Uno studio americano pubblicato su Cell Host and Microbe rivela che il microbioma si abitua a un tipo specifico di regime alimentare e che difficilmente si abituerà a nuovi ritmi. Un esempio è il mancato dimagrimento al passaggio da una dieta ricca di grassi a una ipocalorica

Secondo uno studio americano pubblicato su Cell Host and Microbe, il microbioma in fase adulta non è molto incline ai cambiamenti. Un esempio? La dieta. I microrganismi dell’apparato digerente tendono ad abituarsi a un determinato regime alimentare e quando si passa da una dieta ipercalorica a una ipocalorica, la flora batterica intestinale tende a reagire con molta lentezza, rallentando il classico processo della “perdita di peso”.

In sostanza, secondo gli studiosi della Washington University, se il passaggio da una dieta ricca di grassi a un regime alimentare sano, a basso contenuto calorico e ricco di fibre, non dà i risultati sperati, potrebbe essere colpa della persistenza di alcuni batteri talmente abituati ai cibi grassi che faticano ad adattarsi al nuovo regime alimentare. “Studiando le comunità batteriche presenti nell’intestino – afferma Jeffrey Gordon, direttore del Center for Genome Sciences and Systems Biology della Washington University – siamo riusciti a individuare quali microrganismi sono in grado di promuovere gli effetti benefici di una determinata dieta”. Una scoperta importante che potrebbe spingere allo studio di nuovi probiotici specifici per la dieta.

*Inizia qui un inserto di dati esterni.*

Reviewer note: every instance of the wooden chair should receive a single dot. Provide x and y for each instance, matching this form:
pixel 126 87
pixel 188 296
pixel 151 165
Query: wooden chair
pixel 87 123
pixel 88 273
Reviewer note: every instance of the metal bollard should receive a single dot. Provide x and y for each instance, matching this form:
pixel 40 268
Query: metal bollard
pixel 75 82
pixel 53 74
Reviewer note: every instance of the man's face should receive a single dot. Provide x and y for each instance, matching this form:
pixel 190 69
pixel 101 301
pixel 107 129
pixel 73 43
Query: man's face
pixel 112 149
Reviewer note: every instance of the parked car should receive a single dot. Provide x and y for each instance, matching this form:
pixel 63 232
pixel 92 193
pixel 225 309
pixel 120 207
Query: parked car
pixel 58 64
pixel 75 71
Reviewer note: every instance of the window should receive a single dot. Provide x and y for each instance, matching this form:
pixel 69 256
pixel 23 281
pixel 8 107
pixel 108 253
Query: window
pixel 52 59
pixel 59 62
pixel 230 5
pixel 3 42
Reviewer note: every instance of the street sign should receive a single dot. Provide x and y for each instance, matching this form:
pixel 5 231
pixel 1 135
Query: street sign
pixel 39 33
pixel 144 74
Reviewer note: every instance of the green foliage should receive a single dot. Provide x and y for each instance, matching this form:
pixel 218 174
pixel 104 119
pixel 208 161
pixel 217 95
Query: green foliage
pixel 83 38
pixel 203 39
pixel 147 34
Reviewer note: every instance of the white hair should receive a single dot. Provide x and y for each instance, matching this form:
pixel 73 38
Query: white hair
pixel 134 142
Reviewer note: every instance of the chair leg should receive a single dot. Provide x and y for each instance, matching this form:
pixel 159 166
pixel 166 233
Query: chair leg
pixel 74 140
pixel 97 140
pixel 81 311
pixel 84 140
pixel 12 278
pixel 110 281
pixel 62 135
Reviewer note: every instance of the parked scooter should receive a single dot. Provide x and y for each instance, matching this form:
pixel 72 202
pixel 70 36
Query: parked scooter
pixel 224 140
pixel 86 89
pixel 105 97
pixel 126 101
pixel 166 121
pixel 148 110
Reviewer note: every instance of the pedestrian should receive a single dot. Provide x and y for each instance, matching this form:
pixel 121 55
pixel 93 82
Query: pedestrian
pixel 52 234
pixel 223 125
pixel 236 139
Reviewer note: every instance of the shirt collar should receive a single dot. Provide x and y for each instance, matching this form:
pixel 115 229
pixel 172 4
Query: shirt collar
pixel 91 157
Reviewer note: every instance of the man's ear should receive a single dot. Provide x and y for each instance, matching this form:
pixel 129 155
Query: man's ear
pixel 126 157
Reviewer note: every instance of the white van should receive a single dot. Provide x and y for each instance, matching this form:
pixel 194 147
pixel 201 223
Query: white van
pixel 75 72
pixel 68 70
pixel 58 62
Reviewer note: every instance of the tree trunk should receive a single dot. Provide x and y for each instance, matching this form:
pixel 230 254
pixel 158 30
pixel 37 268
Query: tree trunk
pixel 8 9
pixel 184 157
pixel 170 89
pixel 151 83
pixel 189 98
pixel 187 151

Le sperimentazioni sono state eseguite sui topi e segue, in ordine temporale, quella fatta dal King’s College di Londra e dalla Cornell University degli Stati Uniti su oltre 400 coppie di gemelli evidenziando quanto il fattore genetico possa influenzare la flora batterica, il metabolismo e il dimagrimento.

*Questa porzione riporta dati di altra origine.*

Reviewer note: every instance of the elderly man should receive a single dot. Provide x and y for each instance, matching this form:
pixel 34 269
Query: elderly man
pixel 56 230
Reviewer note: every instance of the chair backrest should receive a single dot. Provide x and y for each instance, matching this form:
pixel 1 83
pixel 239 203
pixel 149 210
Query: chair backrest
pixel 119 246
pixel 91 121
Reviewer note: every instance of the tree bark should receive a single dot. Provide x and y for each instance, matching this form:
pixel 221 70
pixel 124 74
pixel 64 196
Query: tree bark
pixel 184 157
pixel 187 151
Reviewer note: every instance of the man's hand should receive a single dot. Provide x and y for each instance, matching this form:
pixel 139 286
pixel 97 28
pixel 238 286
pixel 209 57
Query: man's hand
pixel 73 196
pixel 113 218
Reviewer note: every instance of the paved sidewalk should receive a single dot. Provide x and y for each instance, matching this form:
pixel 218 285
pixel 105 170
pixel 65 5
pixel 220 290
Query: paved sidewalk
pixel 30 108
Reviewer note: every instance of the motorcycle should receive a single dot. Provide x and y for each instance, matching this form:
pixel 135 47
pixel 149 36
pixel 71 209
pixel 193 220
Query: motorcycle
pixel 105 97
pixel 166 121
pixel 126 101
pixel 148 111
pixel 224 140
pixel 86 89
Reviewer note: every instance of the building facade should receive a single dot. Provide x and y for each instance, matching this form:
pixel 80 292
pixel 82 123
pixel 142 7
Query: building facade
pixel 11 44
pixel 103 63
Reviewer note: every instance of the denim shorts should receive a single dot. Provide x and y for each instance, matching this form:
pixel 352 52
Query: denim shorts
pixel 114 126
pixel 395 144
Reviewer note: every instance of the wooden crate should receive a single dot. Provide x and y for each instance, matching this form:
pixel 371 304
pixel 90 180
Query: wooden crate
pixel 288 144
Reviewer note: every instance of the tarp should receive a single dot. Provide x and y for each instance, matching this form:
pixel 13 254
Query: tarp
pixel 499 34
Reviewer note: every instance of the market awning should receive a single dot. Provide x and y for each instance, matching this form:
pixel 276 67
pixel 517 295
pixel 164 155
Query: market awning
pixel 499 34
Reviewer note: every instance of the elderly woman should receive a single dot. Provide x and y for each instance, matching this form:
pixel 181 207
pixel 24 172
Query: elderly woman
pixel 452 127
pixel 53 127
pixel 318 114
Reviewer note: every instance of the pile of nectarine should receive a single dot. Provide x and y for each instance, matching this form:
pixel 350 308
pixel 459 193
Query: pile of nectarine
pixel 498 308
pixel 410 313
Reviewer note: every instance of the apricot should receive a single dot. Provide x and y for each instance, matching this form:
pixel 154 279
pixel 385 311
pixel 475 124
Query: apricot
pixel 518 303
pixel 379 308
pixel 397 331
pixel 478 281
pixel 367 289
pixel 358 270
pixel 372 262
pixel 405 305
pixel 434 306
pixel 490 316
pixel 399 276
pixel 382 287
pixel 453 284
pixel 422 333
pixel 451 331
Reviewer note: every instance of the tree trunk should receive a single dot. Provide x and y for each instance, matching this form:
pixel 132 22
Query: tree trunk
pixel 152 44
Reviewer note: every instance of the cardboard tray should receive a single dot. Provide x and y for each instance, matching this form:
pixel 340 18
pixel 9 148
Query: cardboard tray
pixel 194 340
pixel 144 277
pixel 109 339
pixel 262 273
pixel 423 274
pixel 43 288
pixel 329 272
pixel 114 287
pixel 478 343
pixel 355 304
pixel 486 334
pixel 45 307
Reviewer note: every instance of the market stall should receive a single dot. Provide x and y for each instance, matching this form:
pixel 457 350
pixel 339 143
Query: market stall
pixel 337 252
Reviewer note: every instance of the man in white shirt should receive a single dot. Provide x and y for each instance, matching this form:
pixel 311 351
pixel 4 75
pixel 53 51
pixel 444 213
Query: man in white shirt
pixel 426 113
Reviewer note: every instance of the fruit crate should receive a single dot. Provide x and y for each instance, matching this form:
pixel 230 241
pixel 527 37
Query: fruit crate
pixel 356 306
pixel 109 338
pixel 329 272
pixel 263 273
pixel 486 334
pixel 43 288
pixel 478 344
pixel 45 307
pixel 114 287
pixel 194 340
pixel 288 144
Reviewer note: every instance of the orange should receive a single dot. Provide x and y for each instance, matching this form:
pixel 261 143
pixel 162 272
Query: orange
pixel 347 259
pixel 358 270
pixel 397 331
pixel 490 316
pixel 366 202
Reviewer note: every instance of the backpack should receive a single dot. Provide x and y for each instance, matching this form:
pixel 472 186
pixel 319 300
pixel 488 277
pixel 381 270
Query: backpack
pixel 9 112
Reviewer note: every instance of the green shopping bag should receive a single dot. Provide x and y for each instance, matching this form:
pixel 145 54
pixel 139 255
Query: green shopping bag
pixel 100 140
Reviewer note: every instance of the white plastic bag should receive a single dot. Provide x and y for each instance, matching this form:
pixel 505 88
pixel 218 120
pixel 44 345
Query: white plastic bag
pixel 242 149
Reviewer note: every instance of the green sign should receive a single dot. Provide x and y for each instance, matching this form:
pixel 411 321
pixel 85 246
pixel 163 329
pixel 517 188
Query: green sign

Tra i cibi consigliati dagli esperti, lo yogurt, i fiocchi di latte e il tofu aiutano a mantenere una buona flora intestinale. Altri alimenti consigliati sono lo zenzero, le bacche e la frutta ricca di fibre, così come asparagi, porri, cicoria e carciofi, che contengono prebiotici, ovvero sostanze che il nostro organismo non è in grado di digerire ma che fermentando nel colon nutrono la flora batterica. I nemici da evitare sono invece, ancora una volta, le fonti di stress e i superalcolici.